1977年4月に福音館書店から発売された「はじめてのおつかい」は、筒井頼子さん(作)、林明子さん(絵)の作品です。パパママ世代で読んだことがある人も多いでしょうか。

「はじめてのおつかい」の絵本は、パパママが子供に読んであげるなら3歳から、子供が自分で読むなら小学校低学年頃からが適した時期と言えるでしょう。文字が読めるなら幼稚園年長からでも1人で読み楽しむことはできますよ。

「はじめてのおつかい」の絵本は、「Miki’s First Errand」という題名で英語版が出版されているベストセラー作品です。

「はじめてのおつかい」のあらすじは?

「はじめてのおつかい」絵本の魅力は? あらすじや感想、絵探しなど
(画像=『はいチーズ!clip』より引用)

物語は5歳のみいちゃんがママにおつかいを頼まれるところから始まります。ママに頼まれた牛乳を買いに行く間、小さなみいちゃんにはたくさんの試練が起こります。

自転車にベルを鳴らされてドキッとしたり転んだり、大きな声で大人に声をかけられなかったり、子供の心境がよくわかります。最初のページのみいちゃんの顔とおつかいを無事終えた後の顔が同じ日のはずなのに違って見えるのも、おつかいを経てみいちゃんが成長したからでしょうか。小さな女の子の頑張る姿にグッとくる作品です。

「はじめてのおつかい」は絵探しも楽しいって知ってる?

「はじめてのおつかい」絵本の魅力は? あらすじや感想、絵探しなど
(画像=『はいチーズ!clip』より引用)

絵本の醍醐味は絵の隅々にまで物語があることです。
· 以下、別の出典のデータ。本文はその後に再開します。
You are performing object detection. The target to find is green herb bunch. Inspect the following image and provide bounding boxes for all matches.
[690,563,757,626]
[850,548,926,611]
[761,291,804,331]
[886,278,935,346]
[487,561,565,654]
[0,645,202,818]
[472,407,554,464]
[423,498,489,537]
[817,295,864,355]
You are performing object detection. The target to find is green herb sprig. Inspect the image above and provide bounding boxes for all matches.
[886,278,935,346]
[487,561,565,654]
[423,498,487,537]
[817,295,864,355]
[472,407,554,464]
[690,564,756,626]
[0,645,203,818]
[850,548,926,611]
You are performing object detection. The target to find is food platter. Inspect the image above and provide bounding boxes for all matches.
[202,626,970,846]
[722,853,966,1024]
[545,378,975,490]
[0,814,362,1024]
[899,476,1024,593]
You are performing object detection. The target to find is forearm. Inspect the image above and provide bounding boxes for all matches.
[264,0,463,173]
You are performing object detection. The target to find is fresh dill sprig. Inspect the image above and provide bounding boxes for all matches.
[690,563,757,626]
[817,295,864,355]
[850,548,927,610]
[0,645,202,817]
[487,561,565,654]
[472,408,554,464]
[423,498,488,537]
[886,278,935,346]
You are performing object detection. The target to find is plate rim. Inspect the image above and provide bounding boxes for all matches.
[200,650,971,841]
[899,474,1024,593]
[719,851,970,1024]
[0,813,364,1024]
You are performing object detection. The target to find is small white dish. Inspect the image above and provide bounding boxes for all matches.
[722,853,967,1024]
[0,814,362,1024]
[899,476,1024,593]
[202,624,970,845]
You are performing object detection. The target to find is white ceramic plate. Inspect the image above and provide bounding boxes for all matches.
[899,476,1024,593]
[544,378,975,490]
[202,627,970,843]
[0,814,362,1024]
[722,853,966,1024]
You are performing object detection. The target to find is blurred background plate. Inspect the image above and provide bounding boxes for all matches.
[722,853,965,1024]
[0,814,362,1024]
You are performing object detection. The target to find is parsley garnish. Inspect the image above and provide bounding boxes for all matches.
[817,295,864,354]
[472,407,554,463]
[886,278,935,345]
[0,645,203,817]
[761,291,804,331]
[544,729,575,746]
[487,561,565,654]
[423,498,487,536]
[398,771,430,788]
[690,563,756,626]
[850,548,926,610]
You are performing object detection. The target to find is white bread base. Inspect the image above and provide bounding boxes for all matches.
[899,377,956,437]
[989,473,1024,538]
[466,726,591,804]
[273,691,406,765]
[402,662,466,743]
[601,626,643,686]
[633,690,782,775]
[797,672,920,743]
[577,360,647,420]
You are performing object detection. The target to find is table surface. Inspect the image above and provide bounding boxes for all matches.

「はじめてのおつかい」を初め筒井頼子さんと林明子さんの本には小さな「くすっ」がたくさん隠されています。

例えばみいちゃんの家のポストには「尾藤三」と書かれています。これは「おとうさん」と読めますよね。絵本の中には出てこなかったお父さんを意味しているのでは? と想像することができます。また、通りの掲示板には迷子の猫のポスターが貼ってあり、その迷子猫が他のページに隠れています。「はじめてのおつかい」は、何度読んでも楽しめる工夫がいっぱいです。

作者である「筒井さん」「はやしあきこさん」の名前も絵本に隠されているので、ぜひ探してみてくださいね。